Friend: You sometimes-
Me: *walking into the ocean* Hahah I know, right?
What do you do for a living?
I’m a spy !
Why are you dressed like a shepherd?
I’m a shepherds spy !
I’m raising my child to believe there were only 3 ‘Star Wars’ movies.
got so much cardio in today
7yo niece, pointing at my belly: that’s your proof of baby.
Well, I WAS having a nice day.
I don’t think my blind date was blind, she read the menu and caught the basketball I threw at her
So Torchwood, the Who spinoff, is notably an anagram of Doctor Who, so obviously this must be the rule for all subsequent spinoffs. I’m now going to pitch my show “Hoot Crowd” about a large group of time-travelling owls.
Him: Are you always this socially awkward?
Me: Only when I’m in my human form.
Him: So always.
Don’t think of Daylight Saving Time as losing an hour of sleep.
Think of it as being one hour closer to breakfast.
Huh… I wonder if I should tell my friend that his back tattoo doesn’t say what he thinks it says.
MAGICIAN: Is this your card?
ME: No
MAGICIAN: Is this your card?
ME: No
MAGICIAN: This one?
ME: No. When is our regular postman back from holiday?
Doctor said only clear liquids before surgery. Vodka should qualify just fine.
Urgent care waiting room is an oxymoron
No, 2013, you were not the worst year.
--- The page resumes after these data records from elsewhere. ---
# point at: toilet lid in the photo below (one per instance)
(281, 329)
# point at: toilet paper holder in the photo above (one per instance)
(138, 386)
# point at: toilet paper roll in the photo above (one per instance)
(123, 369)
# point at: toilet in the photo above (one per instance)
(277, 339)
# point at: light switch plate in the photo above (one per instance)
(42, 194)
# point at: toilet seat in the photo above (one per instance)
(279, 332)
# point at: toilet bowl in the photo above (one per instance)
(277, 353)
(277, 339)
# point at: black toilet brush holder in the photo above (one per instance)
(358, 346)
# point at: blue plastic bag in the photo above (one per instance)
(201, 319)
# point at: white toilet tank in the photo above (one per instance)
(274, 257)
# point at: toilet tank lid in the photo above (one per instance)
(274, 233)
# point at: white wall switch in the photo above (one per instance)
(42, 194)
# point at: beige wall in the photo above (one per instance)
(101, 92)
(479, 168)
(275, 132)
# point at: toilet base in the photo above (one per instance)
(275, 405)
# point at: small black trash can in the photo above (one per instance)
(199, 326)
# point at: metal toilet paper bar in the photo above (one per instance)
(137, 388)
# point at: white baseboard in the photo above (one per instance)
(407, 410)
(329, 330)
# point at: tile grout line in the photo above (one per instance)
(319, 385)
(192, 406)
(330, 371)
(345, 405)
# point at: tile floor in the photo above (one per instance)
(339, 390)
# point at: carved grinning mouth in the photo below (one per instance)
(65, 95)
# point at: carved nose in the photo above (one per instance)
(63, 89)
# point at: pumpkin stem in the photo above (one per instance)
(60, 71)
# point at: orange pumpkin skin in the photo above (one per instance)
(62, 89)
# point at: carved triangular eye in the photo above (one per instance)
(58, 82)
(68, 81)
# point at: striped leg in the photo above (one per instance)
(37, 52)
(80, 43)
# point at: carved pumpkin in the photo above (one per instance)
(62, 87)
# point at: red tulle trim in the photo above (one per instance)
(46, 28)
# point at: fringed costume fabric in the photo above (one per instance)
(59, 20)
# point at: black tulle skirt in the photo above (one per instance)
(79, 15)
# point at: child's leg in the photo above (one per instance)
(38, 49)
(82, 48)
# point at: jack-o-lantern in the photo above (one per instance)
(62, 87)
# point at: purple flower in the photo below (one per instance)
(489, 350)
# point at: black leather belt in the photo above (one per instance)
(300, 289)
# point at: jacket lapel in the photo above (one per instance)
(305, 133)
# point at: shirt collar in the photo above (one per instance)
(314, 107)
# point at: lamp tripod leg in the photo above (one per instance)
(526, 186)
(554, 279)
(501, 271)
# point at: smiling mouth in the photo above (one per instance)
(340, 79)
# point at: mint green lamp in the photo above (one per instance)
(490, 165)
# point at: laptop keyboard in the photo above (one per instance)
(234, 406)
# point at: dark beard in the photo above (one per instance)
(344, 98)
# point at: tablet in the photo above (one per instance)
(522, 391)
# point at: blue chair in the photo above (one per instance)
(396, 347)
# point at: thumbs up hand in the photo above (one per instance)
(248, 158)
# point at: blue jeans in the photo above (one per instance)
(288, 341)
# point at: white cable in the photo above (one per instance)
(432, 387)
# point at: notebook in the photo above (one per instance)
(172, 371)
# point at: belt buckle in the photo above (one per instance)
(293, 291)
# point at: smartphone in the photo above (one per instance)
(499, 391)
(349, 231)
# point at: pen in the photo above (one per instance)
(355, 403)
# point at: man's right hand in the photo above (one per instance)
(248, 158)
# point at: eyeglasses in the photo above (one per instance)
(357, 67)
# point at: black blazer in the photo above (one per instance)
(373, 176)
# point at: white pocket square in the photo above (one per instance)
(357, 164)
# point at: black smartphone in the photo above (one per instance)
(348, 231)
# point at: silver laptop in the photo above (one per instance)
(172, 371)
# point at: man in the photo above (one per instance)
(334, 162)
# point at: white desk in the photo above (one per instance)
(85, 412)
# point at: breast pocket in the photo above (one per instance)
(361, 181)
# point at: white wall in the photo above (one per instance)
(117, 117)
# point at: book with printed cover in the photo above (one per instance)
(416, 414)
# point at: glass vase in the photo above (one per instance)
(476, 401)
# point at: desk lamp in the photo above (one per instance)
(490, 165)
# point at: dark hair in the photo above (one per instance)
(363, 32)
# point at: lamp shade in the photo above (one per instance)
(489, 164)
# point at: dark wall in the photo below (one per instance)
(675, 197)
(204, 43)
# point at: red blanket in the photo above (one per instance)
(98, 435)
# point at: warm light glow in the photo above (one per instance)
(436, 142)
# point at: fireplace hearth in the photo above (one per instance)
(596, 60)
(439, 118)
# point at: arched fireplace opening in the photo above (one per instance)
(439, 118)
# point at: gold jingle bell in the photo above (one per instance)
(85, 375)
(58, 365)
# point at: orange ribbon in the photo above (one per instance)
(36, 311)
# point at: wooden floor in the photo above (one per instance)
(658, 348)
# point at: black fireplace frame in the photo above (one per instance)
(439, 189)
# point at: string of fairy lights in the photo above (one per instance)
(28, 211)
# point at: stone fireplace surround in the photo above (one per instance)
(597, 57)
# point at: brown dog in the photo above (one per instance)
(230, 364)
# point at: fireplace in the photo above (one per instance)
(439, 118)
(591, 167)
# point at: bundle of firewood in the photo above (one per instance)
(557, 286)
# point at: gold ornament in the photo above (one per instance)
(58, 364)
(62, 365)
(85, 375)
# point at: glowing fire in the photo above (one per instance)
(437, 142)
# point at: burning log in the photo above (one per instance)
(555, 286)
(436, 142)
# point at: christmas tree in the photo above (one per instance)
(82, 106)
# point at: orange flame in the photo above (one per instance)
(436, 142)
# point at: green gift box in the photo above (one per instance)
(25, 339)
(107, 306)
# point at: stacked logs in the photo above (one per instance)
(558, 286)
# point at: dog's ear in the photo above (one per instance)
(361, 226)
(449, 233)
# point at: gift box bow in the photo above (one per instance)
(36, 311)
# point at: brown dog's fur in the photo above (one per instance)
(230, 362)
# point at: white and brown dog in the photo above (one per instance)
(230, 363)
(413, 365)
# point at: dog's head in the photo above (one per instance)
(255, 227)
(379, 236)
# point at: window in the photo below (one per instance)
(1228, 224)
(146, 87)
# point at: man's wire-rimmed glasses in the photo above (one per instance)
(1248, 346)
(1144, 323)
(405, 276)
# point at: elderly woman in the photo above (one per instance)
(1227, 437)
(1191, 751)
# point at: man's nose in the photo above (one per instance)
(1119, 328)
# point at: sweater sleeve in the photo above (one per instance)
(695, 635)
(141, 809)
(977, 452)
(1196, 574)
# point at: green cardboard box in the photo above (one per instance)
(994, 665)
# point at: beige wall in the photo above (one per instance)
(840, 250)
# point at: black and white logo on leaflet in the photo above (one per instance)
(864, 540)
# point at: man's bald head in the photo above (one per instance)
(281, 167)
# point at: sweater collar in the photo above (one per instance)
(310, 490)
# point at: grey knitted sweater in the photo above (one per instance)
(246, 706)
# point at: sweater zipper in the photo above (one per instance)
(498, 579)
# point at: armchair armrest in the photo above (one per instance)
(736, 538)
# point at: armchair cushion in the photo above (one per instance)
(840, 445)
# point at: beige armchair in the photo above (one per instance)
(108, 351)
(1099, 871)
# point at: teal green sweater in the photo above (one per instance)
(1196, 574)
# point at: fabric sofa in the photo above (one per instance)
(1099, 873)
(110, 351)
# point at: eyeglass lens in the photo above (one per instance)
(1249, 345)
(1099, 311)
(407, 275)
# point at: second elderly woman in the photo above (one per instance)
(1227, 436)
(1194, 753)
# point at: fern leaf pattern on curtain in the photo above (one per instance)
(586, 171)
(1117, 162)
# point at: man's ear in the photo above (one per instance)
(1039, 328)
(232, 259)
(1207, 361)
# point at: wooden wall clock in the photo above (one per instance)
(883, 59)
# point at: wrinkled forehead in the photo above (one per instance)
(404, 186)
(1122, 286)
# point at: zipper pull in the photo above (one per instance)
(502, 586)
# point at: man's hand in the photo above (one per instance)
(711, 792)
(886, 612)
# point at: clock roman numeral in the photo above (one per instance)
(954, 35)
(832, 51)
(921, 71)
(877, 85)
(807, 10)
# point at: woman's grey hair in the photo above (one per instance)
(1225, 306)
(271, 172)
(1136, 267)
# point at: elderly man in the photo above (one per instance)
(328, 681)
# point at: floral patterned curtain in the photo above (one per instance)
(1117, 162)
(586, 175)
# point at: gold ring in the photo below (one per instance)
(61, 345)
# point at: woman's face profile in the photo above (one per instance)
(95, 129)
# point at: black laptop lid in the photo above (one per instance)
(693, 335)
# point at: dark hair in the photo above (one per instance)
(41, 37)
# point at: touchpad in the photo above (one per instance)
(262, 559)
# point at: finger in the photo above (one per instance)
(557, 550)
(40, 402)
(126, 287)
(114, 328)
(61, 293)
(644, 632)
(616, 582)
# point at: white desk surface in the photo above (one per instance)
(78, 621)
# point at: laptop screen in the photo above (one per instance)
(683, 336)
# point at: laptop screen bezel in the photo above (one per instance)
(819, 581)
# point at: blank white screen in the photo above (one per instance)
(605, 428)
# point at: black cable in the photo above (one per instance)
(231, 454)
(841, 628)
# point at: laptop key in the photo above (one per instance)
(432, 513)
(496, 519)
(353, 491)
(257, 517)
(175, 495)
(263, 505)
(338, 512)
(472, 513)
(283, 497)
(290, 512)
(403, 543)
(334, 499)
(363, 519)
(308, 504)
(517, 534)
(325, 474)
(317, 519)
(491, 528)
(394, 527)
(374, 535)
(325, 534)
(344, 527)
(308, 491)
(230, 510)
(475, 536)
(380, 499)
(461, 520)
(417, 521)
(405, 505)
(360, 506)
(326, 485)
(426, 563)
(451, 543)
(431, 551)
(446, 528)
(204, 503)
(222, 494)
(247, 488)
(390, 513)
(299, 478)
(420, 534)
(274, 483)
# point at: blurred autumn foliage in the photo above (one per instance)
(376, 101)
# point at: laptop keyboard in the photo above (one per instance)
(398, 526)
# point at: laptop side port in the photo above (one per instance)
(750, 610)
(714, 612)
But thank you for trying.
her: and what do you do?
me: I’m a mail escort
postal worker: I won’t tell you again, I don’t need you following me everywhere!
Priest: “We are gathered here today to mourn the passing of-
*looks at the casket suspiciously*
Erwin Schrödinger.”
Idk why they make you wait on the plane for so long after you land. Like you already defied the laws of gravity and carried my physical vessel all the way to Toronto and placed me gently on the ground. That was the hard part. You just have to open the door now.
My mom has been having trouble with her joints – it’s hard to roll them with the arthritis
Winning an argument with a woman is like getting 1st prize in a “who wants to sleep on the couch” contest.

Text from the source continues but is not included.